Je voudrais vous transmettre à travers cette brève intervention, le ressenti d’un entrepreneur tunisien, face aux turbulences économiques et financières que le monde a subi depuis 5 ans.
Vous m’excuserez d’avance, pour les raccourcis que je vais faire, mais ils sont inhérents à l’exercice et au budget temps qui m’a été imparti.

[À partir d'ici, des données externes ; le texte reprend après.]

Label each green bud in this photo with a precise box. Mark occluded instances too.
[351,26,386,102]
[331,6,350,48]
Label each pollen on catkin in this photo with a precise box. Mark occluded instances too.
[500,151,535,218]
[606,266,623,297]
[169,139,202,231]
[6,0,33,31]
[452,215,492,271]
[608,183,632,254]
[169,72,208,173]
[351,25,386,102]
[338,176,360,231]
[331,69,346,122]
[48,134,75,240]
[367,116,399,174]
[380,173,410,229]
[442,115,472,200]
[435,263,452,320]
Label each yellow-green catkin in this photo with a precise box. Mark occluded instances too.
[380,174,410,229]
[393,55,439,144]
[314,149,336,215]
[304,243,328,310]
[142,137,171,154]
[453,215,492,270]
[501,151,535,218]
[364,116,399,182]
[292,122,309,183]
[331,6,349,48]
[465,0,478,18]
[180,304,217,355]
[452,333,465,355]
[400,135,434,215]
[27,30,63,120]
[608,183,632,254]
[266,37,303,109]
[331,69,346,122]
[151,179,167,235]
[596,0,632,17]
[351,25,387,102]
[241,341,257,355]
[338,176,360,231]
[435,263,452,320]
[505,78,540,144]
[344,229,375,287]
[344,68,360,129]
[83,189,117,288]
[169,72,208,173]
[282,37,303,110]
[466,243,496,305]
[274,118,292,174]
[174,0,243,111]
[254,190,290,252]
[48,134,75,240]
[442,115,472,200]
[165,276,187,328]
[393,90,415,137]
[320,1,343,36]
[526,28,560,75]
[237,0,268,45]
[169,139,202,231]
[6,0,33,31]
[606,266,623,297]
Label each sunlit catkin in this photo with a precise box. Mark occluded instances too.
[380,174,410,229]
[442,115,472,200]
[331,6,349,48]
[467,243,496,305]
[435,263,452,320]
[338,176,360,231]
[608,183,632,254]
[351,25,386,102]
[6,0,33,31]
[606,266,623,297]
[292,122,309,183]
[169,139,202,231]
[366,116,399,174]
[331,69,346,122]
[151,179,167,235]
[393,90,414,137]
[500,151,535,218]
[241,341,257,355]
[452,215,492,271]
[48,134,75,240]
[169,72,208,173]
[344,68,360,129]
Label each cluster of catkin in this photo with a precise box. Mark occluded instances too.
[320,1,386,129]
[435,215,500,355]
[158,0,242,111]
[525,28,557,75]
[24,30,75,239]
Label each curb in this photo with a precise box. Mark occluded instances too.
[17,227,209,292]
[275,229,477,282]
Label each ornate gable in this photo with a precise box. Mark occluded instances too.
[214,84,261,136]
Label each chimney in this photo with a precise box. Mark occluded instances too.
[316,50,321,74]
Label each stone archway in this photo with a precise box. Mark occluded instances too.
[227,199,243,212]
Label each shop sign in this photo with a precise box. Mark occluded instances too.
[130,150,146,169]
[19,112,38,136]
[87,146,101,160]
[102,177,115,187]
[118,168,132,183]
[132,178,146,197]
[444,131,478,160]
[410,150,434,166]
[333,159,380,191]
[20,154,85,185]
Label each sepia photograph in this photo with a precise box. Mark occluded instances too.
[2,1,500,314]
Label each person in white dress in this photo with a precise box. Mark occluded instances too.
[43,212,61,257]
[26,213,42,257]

Un bref rappel historique pour commencer
- 1er épisode en 2007: ce qu’on a appelé crise des « subprime » est née aux Etats-Unis. Elle résulte d’une multiplication de défauts de paiement, par les ménages américains, de crédits hypothécaires qui sont, dés le départ des crédits de mauvaise qualité (non éligibles au refinancement par les entreprises du secteur des prêts hypothécaires). D’où un appel des garanties, et mise en vente des biens immobiliers avec comme premier résultat un effondrement du marché immobilier et celui des actifs financiers sous jacents, entrainant celui des entreprises de crédits et d’investissements du secteur.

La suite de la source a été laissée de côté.